Au conseil d’état, se trouvent les mêmes voyous !


Le rôle essentiel, primordial, quasi unique du conseil d’état est de contrôler que les administrations respectent et appliquent les lois et les règlements, dans tous les domaines sauf dans les décisions juridictionnelles, ce qui semble logique et acceptable si les magistrats sont . . . honnêtes.

Il y a tout de même des exceptions, il ne faut pas que vous accusiez de faux la police judiciaire ou les magistrats. Voyez page 3 mon référé - liberté du 23 décembre 2002 sur lequel il devait être statué dans les 48 heures, je n’ai toujours pas de réponse malgré plusieurs réclamations. Les faux que je dénonce sont fabriqués par la police judiciaire et utilisés par les magistrats. Le conseil d’état choisit de se taire et de se rendre coupable de complicité de faux et usage. Il couvre ses complices, il couvre sa bande, on est solidaire dans cette mafia.

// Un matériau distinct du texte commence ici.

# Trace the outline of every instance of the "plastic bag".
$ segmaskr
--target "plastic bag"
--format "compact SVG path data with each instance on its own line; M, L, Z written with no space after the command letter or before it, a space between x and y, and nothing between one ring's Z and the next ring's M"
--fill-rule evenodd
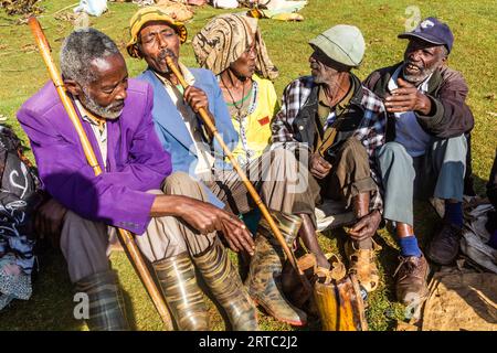
M212 0L212 6L216 9L236 9L237 0Z
M107 0L81 0L74 12L86 12L87 14L99 17L107 10Z

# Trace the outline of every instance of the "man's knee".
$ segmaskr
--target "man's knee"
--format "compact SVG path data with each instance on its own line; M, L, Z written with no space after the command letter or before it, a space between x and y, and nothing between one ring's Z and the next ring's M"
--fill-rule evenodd
M461 161L466 164L467 140L464 135L433 143L433 152L438 159ZM442 154L442 156L440 156ZM435 157L435 158L436 158Z
M378 159L380 162L384 161L398 161L398 160L411 160L408 150L399 142L387 142L381 147L378 152Z
M352 163L357 162L366 162L369 165L368 161L368 151L366 147L355 137L350 137L345 140L340 147L338 158L346 159Z

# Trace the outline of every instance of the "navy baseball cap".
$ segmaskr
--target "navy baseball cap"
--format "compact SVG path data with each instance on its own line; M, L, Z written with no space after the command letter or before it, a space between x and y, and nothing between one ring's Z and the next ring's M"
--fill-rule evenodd
M435 18L424 19L412 32L399 34L398 38L404 40L419 38L429 43L445 45L450 53L454 43L454 34L452 34L448 25Z

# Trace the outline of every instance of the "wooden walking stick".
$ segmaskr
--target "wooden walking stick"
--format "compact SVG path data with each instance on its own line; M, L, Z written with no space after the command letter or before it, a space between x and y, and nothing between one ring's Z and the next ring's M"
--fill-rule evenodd
M187 89L189 86L188 83L184 81L183 75L181 75L181 72L178 69L175 62L172 61L172 58L169 55L166 56L166 63L168 64L169 68L172 71L172 73L176 75L176 77L180 82L181 86L184 89ZM311 291L311 286L309 284L309 280L304 275L304 271L298 267L297 259L295 258L295 254L289 249L288 245L285 242L285 238L282 235L282 232L279 231L279 228L277 227L273 217L271 216L269 211L267 210L266 205L261 200L261 196L257 194L257 191L255 190L254 185L252 185L251 181L246 178L245 172L240 168L239 163L236 162L235 158L233 157L233 153L231 153L230 149L224 143L223 139L219 135L219 131L218 131L215 125L211 121L208 113L205 111L205 109L201 108L201 109L199 109L199 115L202 118L203 122L207 125L209 131L214 136L214 138L218 140L219 145L222 147L224 153L228 156L231 163L233 164L233 168L236 170L236 173L240 175L243 183L245 184L246 190L248 190L248 193L251 194L255 204L258 206L264 218L269 224L271 231L273 231L273 234L275 235L279 245L283 247L283 250L285 252L288 260L290 261L295 271L298 274L298 277L300 278L300 281L302 281L304 288L306 288L306 290L308 290L308 291Z
M52 55L50 53L51 49L43 33L43 30L40 26L40 22L38 22L35 17L31 17L28 20L28 23L31 28L31 31L33 32L34 39L40 49L40 53L43 56L43 60L50 73L50 77L57 90L59 97L61 98L62 104L64 105L65 111L67 113L71 122L74 125L74 128L77 131L77 136L80 137L81 145L83 146L86 160L88 164L93 168L95 175L99 175L102 174L102 168L98 164L98 161L95 157L95 152L93 151L92 145L89 143L85 130L83 129L83 126L80 121L76 110L74 109L73 103L71 101L70 97L65 92L65 86L62 81L62 76L60 75L53 62ZM138 272L141 282L144 284L148 295L154 301L154 304L156 306L156 309L159 312L159 315L166 325L166 330L172 331L173 330L172 321L168 308L166 306L166 302L162 298L162 295L157 289L156 284L154 282L154 279L147 268L147 265L145 264L144 258L141 257L141 254L135 243L133 234L126 229L121 228L117 229L119 239L127 249L129 261Z

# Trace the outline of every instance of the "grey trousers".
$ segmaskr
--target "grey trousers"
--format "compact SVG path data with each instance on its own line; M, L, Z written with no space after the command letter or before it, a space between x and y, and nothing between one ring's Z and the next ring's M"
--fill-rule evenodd
M436 140L413 158L398 142L378 152L384 190L383 217L413 225L413 200L434 196L463 201L467 142L464 136Z
M163 191L154 190L150 193L184 195L208 201L202 186L187 173L176 172L169 175L162 189ZM62 227L61 248L72 282L109 269L109 237L115 234L114 227L85 220L67 211ZM183 221L166 216L151 218L147 231L135 238L146 259L154 263L184 252L191 255L201 254L214 243L215 236L215 232L202 235Z
M313 218L319 185L305 164L307 153L303 150L300 156L302 161L296 159L294 152L279 148L265 152L243 169L269 210L289 214L306 213ZM231 212L243 214L256 208L235 170L219 170L213 176L214 180L205 181L205 184Z

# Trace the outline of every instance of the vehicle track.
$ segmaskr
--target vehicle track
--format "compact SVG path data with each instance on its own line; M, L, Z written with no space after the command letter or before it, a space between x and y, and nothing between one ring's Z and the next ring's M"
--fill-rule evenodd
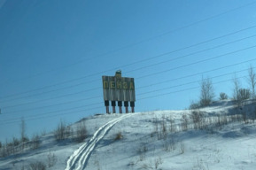
M125 114L121 117L116 118L106 124L100 127L93 135L91 139L82 144L78 150L76 150L73 155L70 156L66 162L66 167L65 170L82 170L86 167L87 162L89 158L89 155L95 149L98 142L105 136L105 135L112 128L117 122L121 120L131 116L132 114Z

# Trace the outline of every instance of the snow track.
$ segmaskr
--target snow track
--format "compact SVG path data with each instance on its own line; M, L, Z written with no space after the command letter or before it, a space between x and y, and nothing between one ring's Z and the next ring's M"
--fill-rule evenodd
M104 126L100 127L93 135L91 139L76 150L66 162L65 170L82 170L85 168L91 151L95 149L97 143L105 136L105 135L117 122L130 116L132 114L125 114L116 118Z

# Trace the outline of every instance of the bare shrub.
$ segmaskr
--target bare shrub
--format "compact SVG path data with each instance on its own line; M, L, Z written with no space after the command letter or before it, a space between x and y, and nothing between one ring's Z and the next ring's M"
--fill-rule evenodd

Il ne faut pas non plus que vous réclamiez l’application d’une loi, application dont le Sénat s’était fait le héraut, application dont le tribunal du conflit indique que l’application tombe exactement dans les pouvoirs du conseil d’état. Voyez page 4 mon référé - liberté du 22 janvier 2003, je n’ai pas non plus de réponse. Y compris avec la preuve de la sagacité de ma requête donnée par le législateur, le conseil d’état choisit de rester muet devant les violations de la loi et de la constitution. Là aussi il couvre ses complices, sa bande, sa mafia.

Et si vous insistez, si vous réclamez que les lois soient respectées, vous êtes condamnés à de lourdes amendes comme les gueux au moyen âge étaient condamnés à la roue parce qu’ils réclamaient du pain ! Voyez la page 2, vous remarquerez que le conseil d’état lui-même ne respecte pas la loi et que le trésor fait de même. Je fais opposition à trois amendes correspondant aux trois ordonnances citées en première ligne page 5.

Page 5, je fais figurer ma réclamation qui est la troisième, des deux ordonnances manquantes.

Page 6 figure mon référé - liberté qui demande là aussi la simple application de la loi : la cour de cassation, dans le but de couvrir les faux commis dans une affaire criminelle par la police judiciaire et par les magistrats de la cour d’appel de Toulouse, refuse de statuer sur 9, neuf, requêtes que j’ai déposées, certaines depuis plus d’un an.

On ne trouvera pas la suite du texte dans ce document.